By Freedom Newspapers
What do you do when critics call the legality of your secret spying program into question? If you’re the Bush administration, you defend it: both by becoming ever more secretive and by claiming to be above the law.
The legal basis for the Terrorist Surveillance Program, which was launched soon after 9/11 to capture conversations of potential terrorists, has always been shaky at best. The Foreign Intelligence Surveillance Act of 1978 (FISA) outlawed warrantless eavesdropping on Americans, and the Terrorist Surveillance Program was revealed in 2005 to allow just that.
Though supposedly altered so as to operate within the law, the surveillance program continues to be defended on alarming and seemingly contradictory grounds — that its legality depends on operational details too secret to be revealed, and that legality isn’t an issue, anyway, since President Bush’s powers as commander in chief cannot be so bound by law.
These two circular lines of defense were on display earlier this month, when the Bush administration flouted the twice-extended deadline to turn over to a Senate committee subpoenaed documents relating to the Terrorist Surveillance Program’s origins and legal justification.
A letter from Vice President Dick Cheney’s counsel cataloged relevant documents, but stopped short of promising to turn them over, claiming they could be withheld under Bush’s executive privilege.
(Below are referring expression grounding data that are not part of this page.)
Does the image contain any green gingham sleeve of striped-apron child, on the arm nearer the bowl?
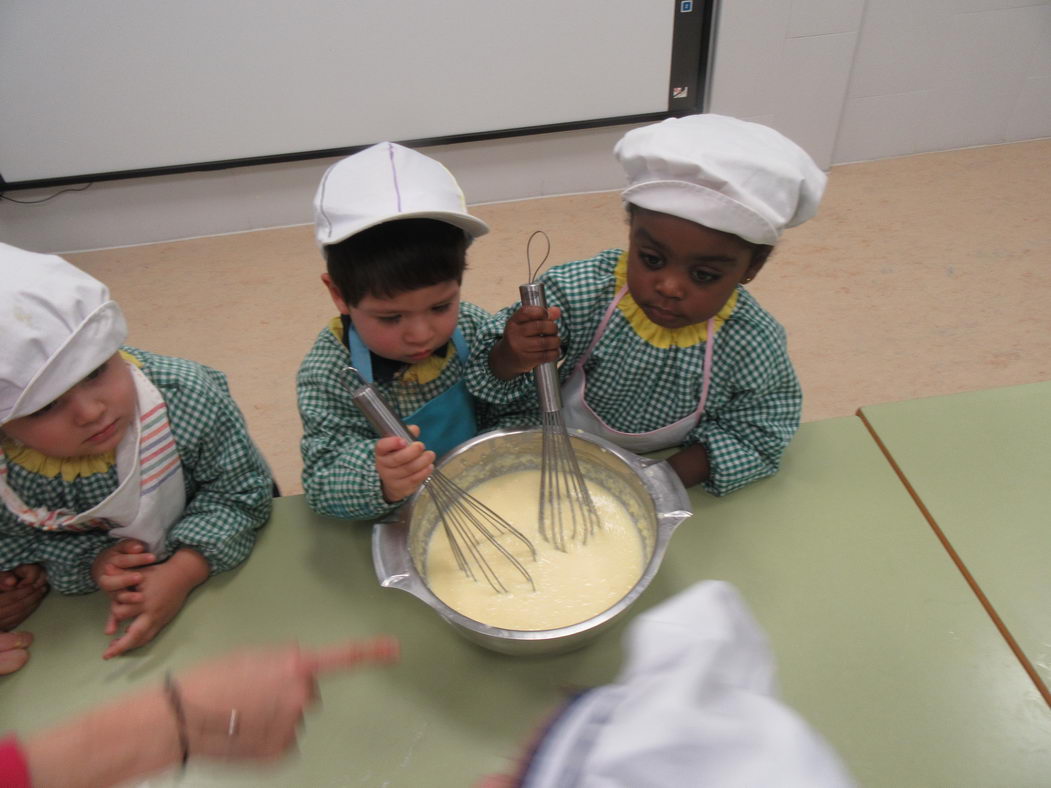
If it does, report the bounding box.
[166,373,273,575]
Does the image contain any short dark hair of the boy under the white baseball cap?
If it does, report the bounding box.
[324,219,472,307]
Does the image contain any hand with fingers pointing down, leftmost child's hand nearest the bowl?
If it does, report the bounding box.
[102,547,209,660]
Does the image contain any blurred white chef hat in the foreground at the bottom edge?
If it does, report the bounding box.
[522,581,854,788]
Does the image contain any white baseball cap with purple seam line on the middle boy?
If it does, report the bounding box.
[314,142,489,246]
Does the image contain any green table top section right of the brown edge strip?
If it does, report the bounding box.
[862,381,1051,702]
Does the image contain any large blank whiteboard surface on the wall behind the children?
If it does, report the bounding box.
[0,0,695,187]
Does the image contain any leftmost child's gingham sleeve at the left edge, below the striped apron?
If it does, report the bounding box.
[0,521,114,594]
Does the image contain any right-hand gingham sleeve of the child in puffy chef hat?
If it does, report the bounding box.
[685,335,803,495]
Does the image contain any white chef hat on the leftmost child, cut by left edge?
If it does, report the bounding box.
[0,244,127,424]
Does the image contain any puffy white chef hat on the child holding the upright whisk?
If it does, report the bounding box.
[614,113,827,245]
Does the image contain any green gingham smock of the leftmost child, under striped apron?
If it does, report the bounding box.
[0,348,273,594]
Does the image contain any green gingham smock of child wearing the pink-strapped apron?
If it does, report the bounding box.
[465,249,802,495]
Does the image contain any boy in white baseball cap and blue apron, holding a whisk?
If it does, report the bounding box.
[296,142,538,519]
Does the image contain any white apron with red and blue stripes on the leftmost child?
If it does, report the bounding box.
[0,364,186,557]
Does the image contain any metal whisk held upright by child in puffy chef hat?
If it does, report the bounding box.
[518,230,602,553]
We see the justifications of executive privilege — that turning over the documents would endanger national security or the president’s access to candid advice — as little more than weak excuses.
Earlier this month, this same logic of secrecy, which plays to people’s fears, helped excuse a further weakening of the law as Congress, in the Protect America Act, effectively gutted FISA protections against warrantless surveillance in a rush to stop an alleged terrorist threat.
Instead of making a small and needed fix to FISA, the Protect America Act greatly broadened the government’s power to snoop.
Legal scholars say FISA has been rendered toothless, as the act waives its oversight for all surveillance “directed at” persons “reasonably believed” to be outside the country.
Now that Congress has promised to revise this temporary measure, President Bush and Vice President Cheney’s continued excuses are all the more intolerable, obstructing Congress’ ability to examine the genesis of the Terrorist Surveillance Program.
Sen. Patrick Leahy, D-Vt., in response, has threatened the administration with contempt, but worries, rightly, that the courts would only provide further delays.
Justice Department lawyer Bruce Fein has suggested some long-term alternatives to deal with such abuse of power: a special three-judge executive-privilege court or legislative-executive committees in the House and Senate.